Der Sohn von Kallisto hieß Arkas, und irgendwann stand der Junge im Wald mit der Lanze in der Hand und traf … Na, wen wohl? Seine Mama. In Bärenform. Tragisch.

Zeus schritt ein (besser spät als nie) und warf beide hoch an den Himmel. Mama als Großer Bär, Sohnemann als Bootes, den Hüter.

Tolle Familienzusammenführung, finde ich. Irdische Dramen? Kein Problem, Götter machen einfach Sternbilder daraus. Klassisch olympisch.

Da gibt es noch mehr Tragödie und Rache, davon erzähle ich jedoch ein anderes Mal.


Dionysos, der Wein und der erste Mord im Alkoholrausch


Die Philosophen kennen eine weitere Variante mit noch mehr Drama und einem ordentlichen Rausch.

Ikarios erhielt von Dionysos die Lizenz zum Weinkeltern, indem der Gott ihm einen Weinstock übergab. Und was macht der Mann als frischgebackener Winzer?

Ikarios sagte sich: »Endlich Feierabend auf dem Land!« und schenkte den Hirten der Umgebung tüchtig aus, nur so zum Probieren.

Gut gemeint und dumm gelaufen, denn die kannten keinen Alkohol und dachten, sie wären vergiftet worden.
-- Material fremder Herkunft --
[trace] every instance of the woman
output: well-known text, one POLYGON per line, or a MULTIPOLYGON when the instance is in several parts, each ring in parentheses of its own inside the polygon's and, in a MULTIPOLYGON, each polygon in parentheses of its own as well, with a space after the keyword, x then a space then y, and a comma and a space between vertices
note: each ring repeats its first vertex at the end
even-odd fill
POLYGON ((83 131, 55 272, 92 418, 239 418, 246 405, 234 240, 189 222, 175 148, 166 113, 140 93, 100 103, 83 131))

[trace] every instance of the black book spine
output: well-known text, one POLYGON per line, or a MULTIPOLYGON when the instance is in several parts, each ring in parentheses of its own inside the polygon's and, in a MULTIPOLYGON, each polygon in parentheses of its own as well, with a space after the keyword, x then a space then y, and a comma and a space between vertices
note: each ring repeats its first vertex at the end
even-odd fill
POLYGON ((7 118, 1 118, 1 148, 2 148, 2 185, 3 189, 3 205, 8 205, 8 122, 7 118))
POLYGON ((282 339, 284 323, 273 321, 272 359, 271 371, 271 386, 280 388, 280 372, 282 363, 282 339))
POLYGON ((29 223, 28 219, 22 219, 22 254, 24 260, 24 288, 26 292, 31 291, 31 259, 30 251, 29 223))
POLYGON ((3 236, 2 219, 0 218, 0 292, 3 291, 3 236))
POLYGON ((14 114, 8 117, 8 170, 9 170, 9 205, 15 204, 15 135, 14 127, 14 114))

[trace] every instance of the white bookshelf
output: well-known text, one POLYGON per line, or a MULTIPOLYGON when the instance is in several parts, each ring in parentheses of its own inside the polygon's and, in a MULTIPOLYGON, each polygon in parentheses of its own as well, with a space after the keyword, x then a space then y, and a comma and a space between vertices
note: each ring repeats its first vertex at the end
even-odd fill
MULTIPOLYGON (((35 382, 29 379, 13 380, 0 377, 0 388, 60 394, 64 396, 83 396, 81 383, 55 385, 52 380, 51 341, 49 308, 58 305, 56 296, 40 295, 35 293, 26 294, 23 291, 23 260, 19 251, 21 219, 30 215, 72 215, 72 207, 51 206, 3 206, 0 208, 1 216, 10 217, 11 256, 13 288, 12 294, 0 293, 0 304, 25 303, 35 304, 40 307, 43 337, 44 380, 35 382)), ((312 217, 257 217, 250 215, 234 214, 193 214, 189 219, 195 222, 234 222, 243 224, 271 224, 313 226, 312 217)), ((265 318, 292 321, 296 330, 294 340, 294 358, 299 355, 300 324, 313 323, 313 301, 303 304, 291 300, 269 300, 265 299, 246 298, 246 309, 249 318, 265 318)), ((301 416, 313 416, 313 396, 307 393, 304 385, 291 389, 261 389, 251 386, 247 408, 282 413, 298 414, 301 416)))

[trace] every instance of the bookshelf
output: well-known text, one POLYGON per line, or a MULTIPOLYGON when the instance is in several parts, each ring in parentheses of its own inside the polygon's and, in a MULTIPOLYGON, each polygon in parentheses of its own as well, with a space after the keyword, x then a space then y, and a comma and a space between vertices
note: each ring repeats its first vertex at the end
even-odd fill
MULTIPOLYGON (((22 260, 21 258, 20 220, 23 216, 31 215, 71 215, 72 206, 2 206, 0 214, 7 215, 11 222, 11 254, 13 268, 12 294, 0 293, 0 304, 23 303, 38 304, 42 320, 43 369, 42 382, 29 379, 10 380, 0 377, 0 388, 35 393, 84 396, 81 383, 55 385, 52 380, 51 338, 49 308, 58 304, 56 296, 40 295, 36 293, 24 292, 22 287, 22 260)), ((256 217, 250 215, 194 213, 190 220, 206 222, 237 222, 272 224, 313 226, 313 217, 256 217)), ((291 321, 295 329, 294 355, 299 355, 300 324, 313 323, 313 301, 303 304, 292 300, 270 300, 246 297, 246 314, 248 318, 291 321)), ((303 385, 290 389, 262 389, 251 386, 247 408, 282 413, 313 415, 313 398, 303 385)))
Kurzerhand brachten sie Ikarios um. Herzlichen Glückwunsch. So geht Innovation in der Antike.

Seine Tochter Erigone war darüber so erschüttert, dass sie sich aufhängte, und ihre treue Hündin Maera starb gleich mit vor Kummer.

So entstehen Tragödien, voller Trauer und ohne Happy End.

Die Götter fanden das auch übertrieben und versetzten sie alle an den Himmel: Ikarios wurde zu Bootes, Erigone zur Jungfrau (Virgo), Maera zum Sternbild Großer Hund.

Ende gut, alles gut.

Mein Fazit (Herakles’):


Bootes ist so eine Art himmlischer Alleskönner. Mal ist er Hüter der Bärin, mal Weinopfer, mal Landwirt mit interstellarem Fuhrpark. Ein bisschen tragisch, ein bisschen göttlich, ganz schön hell. Ich mag ihn jedenfalls, wie er da so sportlich über den Himmel rumpelt und immer noch den Pflug vor sich herschiebt.

Und falls du nachts nicht schlafen kannst, schau zu Bootes hinauf. Vielleicht treibt er gerade wieder seine Kuhsterne durch die Milchstraße. Oder er überlegt, warum sein Leben im Himmel nicht einfacher ist als auf der Erde.

Glaub mir: Heldenkarrieren verlaufen selten glücklich. Davon könnte ich ganze Lieder singen. – Ein anderes Mal und ohne Gesang.